Analyzing Twitter with Excel, Part 4

24.04.2009
Over the last three weeks I've been trying to figure out how to analyze Twitter messages using Excel 2003, something I thought would be fairly easy but it turns out there are a number of "gotchas." The goal was to track the buzz about a specific product so I wanted to retrieve Tweets that included the product's name and my first thought was to look for the historical data ... which proved to be a headache.

While the Twitter search API can provide a news feed for a given date range you only get the newest 15 Tweets in that period. This isn't going to be of much use if you there was a real buzz about the product.

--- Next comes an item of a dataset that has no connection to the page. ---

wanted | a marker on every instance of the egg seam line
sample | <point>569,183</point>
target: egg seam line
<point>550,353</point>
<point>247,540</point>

So, if you want all the Tweets for a given period the only choice is to get the data in HTML format from multiple requests of blocks of search results. Last week I came up with a way to retrieve the required data using two free open source utilities, to grab and save the search results in a file, and to parse the saved data.

I wrapped these utilities in a batch file (which I call tweets.bat) to which I have since added some extra error testing. I also created another batch file, domonth.bat, that calls tweets.bat for each day of a given month. Finally a simple program I wrote is called by tweets.bat and updates a comma separated variable (CSV) file that contains a line for each date with the number of Tweets found.

To perform the analysis in Excel a data source -- the CSV file -- is imported into an existing spreadsheet by refreshing the source, and a graph shows the number of Tweets per day for a given month. I admit it: This is ugly, ugly, ugly, but it works and requires minimal resources.

This system covers the historical data, but usually if you're interested in the public buzz on a specific topic you'll want to monitor that in real-time or thereabouts.